What were some things I learned along the way?
- Not everyone claiming vast expertise has it. “No evidence” for cannabinoids, as it turns out, actually included many randomized controlled trials — there were 28 for pain, 28 for nausea and 14 for stiffness and spasm.
- Not every peer-reviewed article contains irrefutable information. The “highly addictive” warnings from journals, written by addiction specialists, might be true when considering recreational use in a teenager, but completely different in the context of relieving disabling pain in an elderly patient.
- While every drug is dangerous, danger is relative. Compared to opioids, cannabinoids are less addictive and safer.
- Practical considerations and context are important. For example, many patients treated with opioids and medical cannabinoids are able to lower their doses of opiates or other drugs with their own unsafe side effect profiles. This might not be apparent from a study looking at one independent and one dependent variable.
Today we are in a situation where doctors are being forced to confront COVID-19. We don’t have all the evidence, but we need to make smart decisions without delay.
As with all history, I expect to see the same patterns repeat. I’m observing a bunch of parallels with the response to COVID-19
- Individuals claiming to have expertise. They don’t. “Don’t wear facemasks” You should. Some TV experts like Dr. Phil making unfounded claims in an area he knows very little about. Others saying they are “infectious disease” experts (implying they are board certified) without clarifying that their expertise is not based on board certification or clarifying that they have never actually treated a patient.
- Claims that current best practices are indisputable. They aren’t. Just because things are being done doesn’t mean we shouldn’t question and look to innovate. Mechanical ventilation modes, hospital infection control, sterilization techniques, they should all be examined.
- Claims that certain treatments are dangerous. Maybe they are. Maybe they aren’t. It’s all relative. Hydroxychloroquine, Remdesivir, Inutabation, Tylenol, they all have pros and cons.
- Practical considerations and context matter. The benefits and risks actions or inaction should be quantified metrics like quality adjusted life years (QALY) or other metrics.

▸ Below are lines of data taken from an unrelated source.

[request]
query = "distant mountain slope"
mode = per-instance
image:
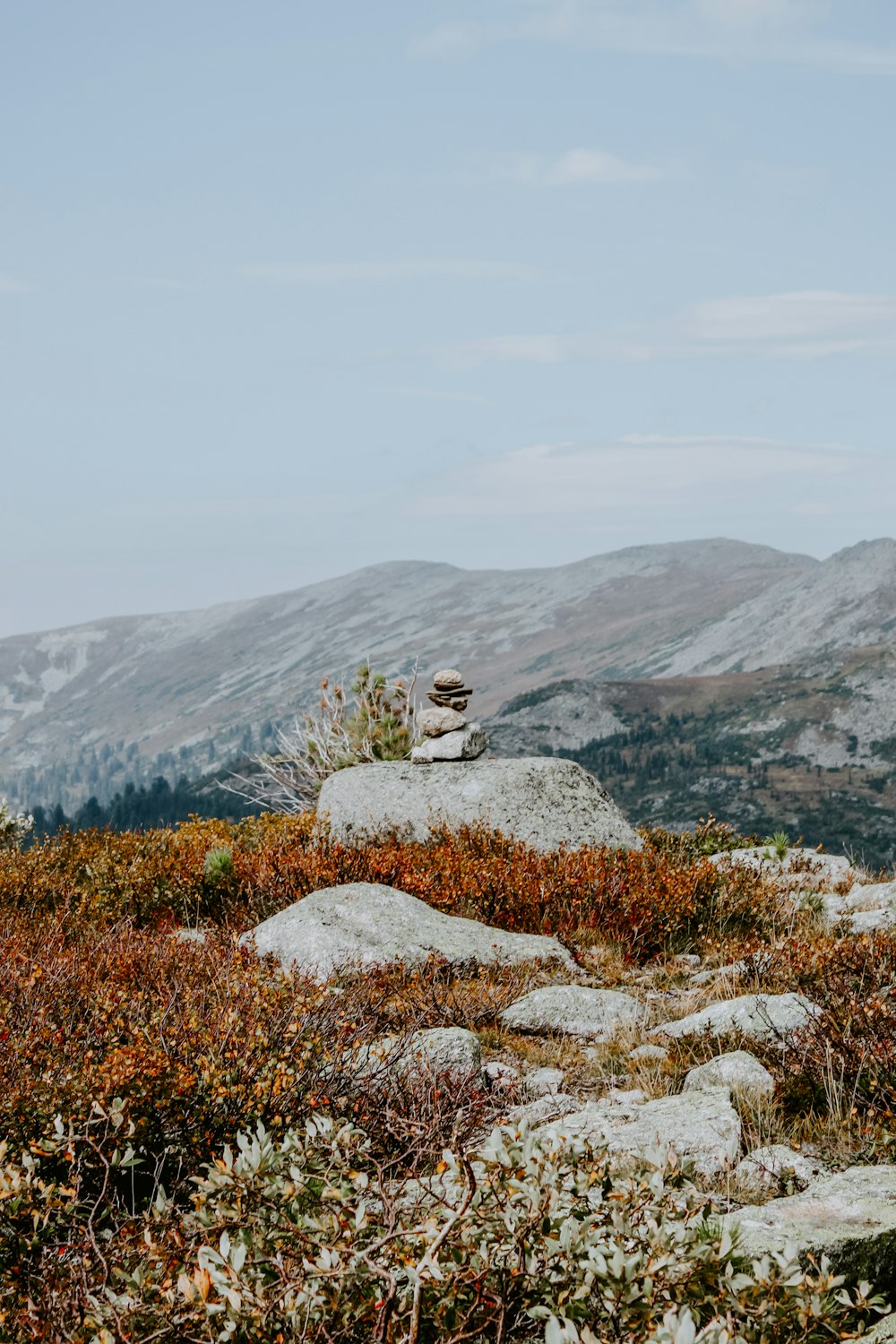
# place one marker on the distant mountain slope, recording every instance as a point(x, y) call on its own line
point(847, 601)
point(83, 709)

On four-twenty twenty (420) there is still no text book to instruct us how to beat COVID-19. There are some play books though we can review. Strategies that were employed in the past against SARS, historical plans to defeat Influenza and other outbreaks. We can also learn about making important decisions from alternative treatments, on International Weed Day, when the evidence isn’t clearly agreed upon. When data is incomplete or controversial, as it may be with medical cannabinoids, we can still make important decisions by focusing on the available evidence and trying to fill in knowledge gaps when possible by quantifying data and making practical decisions that take context into consideration.